First, you probably have no need for a backup battery. The vehicle probably already has a battery, to power the starter motor, and it has a LOT higher capacity than what you need. So use it.
Second, if you restrict the domain of discourse to "cars" instead of vehicles, a very cursory review of basic automotive electrical systems will show you that there are basically three electrical networks: a momentary relay-switched very high current system (starter motor current), a switched low-current system that is only active when the ignition circuit is switched on, and an unswitched low-current system. The switched low-current system powers the ignition system and the vehicle electronics. The unswitched system powers things like courtesy lights.
Finally, you're over-thinking this. Go back to Electricity 100 (not even 101), and do it the way they did it in the Dark Ages, before silicon was discovered.
A capacitor and a relay are all you need. The relay contacts connect the unswitched low-current leg to your computer. The capacitor goes directly across the relay coil. (You probably want a reverse diode across the coil as well, to snub the reverse kick from the coil.)
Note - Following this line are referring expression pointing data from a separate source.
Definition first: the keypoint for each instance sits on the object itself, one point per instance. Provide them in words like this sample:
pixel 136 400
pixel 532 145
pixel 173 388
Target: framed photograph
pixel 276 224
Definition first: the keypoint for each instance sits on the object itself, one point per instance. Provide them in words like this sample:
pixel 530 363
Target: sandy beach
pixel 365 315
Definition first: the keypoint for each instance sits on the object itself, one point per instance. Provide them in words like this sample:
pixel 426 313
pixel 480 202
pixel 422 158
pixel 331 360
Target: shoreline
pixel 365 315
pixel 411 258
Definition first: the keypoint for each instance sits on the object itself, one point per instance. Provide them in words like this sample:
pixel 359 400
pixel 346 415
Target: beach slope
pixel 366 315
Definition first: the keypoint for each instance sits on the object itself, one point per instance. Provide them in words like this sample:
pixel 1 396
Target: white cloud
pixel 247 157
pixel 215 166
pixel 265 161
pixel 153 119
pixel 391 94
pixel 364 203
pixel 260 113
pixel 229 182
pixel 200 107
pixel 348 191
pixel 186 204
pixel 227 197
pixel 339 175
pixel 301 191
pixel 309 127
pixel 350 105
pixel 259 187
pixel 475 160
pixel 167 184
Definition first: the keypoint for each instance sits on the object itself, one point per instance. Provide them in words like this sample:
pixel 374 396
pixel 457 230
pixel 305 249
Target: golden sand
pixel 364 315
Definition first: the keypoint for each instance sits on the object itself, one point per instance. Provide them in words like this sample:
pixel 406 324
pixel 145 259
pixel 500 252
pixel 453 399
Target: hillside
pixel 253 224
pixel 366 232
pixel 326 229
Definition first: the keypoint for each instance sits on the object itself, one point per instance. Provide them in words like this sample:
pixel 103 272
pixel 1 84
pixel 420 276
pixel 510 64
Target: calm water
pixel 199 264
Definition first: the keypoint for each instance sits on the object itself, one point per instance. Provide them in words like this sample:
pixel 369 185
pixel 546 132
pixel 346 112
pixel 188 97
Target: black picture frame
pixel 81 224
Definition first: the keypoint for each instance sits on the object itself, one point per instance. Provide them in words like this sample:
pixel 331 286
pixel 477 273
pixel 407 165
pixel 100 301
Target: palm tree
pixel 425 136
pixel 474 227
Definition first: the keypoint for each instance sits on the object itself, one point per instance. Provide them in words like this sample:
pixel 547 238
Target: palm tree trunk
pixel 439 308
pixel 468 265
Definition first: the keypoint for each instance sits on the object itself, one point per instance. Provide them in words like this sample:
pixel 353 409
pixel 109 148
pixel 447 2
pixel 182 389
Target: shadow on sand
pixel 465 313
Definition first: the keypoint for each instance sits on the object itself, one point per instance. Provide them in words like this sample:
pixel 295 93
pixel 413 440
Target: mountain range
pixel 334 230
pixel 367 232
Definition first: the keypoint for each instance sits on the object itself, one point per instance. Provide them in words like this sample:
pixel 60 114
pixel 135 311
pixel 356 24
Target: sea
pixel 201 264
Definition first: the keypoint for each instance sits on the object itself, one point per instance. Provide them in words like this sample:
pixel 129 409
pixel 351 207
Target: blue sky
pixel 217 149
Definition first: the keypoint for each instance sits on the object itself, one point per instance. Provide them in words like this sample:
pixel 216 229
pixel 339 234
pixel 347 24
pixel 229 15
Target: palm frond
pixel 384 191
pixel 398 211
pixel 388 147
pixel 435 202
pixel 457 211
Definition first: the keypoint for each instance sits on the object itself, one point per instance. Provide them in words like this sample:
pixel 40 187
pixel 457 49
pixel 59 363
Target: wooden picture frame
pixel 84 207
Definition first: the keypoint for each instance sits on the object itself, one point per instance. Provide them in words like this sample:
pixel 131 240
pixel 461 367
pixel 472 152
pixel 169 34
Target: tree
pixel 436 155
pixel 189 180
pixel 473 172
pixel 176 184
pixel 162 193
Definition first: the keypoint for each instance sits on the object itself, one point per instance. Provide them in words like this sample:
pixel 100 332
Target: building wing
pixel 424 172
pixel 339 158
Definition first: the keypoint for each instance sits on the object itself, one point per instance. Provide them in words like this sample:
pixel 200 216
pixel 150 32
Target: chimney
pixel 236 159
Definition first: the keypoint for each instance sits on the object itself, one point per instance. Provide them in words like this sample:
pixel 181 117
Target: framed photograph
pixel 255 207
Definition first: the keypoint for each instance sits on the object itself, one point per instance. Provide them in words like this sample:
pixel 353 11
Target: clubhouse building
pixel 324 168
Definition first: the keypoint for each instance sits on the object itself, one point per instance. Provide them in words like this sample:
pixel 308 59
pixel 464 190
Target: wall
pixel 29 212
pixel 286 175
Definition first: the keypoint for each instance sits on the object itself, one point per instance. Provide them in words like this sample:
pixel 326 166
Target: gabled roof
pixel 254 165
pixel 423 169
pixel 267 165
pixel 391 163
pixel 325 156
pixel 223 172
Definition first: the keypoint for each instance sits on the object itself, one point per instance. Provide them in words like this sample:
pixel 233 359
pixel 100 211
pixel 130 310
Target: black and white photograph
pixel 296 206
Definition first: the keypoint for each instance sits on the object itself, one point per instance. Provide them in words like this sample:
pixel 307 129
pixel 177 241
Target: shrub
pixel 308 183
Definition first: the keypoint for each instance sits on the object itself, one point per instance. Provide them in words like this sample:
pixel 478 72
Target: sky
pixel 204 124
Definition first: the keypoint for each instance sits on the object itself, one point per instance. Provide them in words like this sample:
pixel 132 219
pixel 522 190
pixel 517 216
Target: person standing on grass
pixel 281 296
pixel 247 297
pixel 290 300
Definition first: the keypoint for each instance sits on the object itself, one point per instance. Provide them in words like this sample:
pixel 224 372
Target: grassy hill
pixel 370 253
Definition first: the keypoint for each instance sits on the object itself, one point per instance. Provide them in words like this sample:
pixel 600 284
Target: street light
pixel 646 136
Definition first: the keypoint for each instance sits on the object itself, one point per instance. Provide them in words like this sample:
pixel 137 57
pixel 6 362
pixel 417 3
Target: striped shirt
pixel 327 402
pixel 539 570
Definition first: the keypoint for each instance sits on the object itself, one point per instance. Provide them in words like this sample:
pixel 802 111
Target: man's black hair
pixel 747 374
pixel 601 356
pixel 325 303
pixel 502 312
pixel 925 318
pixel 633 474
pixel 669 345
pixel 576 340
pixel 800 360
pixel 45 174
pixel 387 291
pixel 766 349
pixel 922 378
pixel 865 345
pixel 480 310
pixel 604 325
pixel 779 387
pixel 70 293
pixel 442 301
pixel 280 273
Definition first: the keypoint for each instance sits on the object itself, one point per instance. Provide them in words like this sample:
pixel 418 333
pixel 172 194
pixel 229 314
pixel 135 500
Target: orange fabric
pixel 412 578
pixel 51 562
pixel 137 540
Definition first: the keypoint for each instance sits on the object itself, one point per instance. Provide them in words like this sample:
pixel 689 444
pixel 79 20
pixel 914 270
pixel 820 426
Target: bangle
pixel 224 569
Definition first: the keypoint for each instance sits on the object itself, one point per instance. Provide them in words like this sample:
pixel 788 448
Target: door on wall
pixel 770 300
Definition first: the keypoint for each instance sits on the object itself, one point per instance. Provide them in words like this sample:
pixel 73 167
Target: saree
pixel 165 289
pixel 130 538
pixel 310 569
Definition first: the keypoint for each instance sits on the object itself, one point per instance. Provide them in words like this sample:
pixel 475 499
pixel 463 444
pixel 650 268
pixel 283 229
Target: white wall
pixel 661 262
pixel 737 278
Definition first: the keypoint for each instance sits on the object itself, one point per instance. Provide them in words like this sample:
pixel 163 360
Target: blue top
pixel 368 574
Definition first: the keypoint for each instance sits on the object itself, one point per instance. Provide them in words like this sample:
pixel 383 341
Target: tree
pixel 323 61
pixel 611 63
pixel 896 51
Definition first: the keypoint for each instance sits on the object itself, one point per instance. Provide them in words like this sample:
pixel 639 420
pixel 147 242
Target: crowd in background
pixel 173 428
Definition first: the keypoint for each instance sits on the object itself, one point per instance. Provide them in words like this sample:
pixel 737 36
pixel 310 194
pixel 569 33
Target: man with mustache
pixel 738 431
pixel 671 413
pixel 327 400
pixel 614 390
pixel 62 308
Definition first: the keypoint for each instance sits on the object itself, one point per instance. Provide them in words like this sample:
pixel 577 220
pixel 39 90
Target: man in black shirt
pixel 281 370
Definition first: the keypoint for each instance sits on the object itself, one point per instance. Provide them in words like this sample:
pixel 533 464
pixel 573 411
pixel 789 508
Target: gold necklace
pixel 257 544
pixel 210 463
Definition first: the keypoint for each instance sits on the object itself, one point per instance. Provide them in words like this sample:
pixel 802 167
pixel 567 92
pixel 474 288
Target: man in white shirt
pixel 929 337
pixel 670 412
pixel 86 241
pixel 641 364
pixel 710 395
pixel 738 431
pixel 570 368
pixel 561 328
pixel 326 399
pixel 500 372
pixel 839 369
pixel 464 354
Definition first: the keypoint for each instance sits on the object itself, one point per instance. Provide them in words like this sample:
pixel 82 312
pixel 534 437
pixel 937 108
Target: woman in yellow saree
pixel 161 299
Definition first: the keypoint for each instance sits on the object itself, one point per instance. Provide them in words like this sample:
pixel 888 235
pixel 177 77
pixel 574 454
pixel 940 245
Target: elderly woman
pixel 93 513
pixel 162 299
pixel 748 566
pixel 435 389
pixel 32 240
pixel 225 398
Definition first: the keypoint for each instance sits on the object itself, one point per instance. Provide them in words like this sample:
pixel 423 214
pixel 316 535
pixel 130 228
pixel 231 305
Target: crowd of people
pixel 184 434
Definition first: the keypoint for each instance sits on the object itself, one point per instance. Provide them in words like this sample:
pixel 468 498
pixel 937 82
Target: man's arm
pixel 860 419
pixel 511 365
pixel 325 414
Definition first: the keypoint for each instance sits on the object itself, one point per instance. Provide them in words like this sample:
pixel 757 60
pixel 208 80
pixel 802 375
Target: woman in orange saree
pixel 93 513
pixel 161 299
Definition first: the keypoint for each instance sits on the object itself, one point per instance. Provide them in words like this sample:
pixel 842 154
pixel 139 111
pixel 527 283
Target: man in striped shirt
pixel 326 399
When the system is sitting there, dead, the capacitor is discharged, through the relay coil.
When you turn on the switched leg (ignition), the relay coil is energized and the relay pulls in, applying unswitched leg voltage to your computer. The capacitor charges at the same time. As long as the ignition is on, the capacitor is kept fully charged.
When you turn off the ignition, the capacitor starts discharging, through the relay coil. At some point along the discharge curve, the voltage on the capacitor goes below the holding voltage on the relay, and the relay drops out, removing power from your computer.
Use the known resistance of the relay coil, from when you chose the relay, to size the capacitor to give the delay time you want.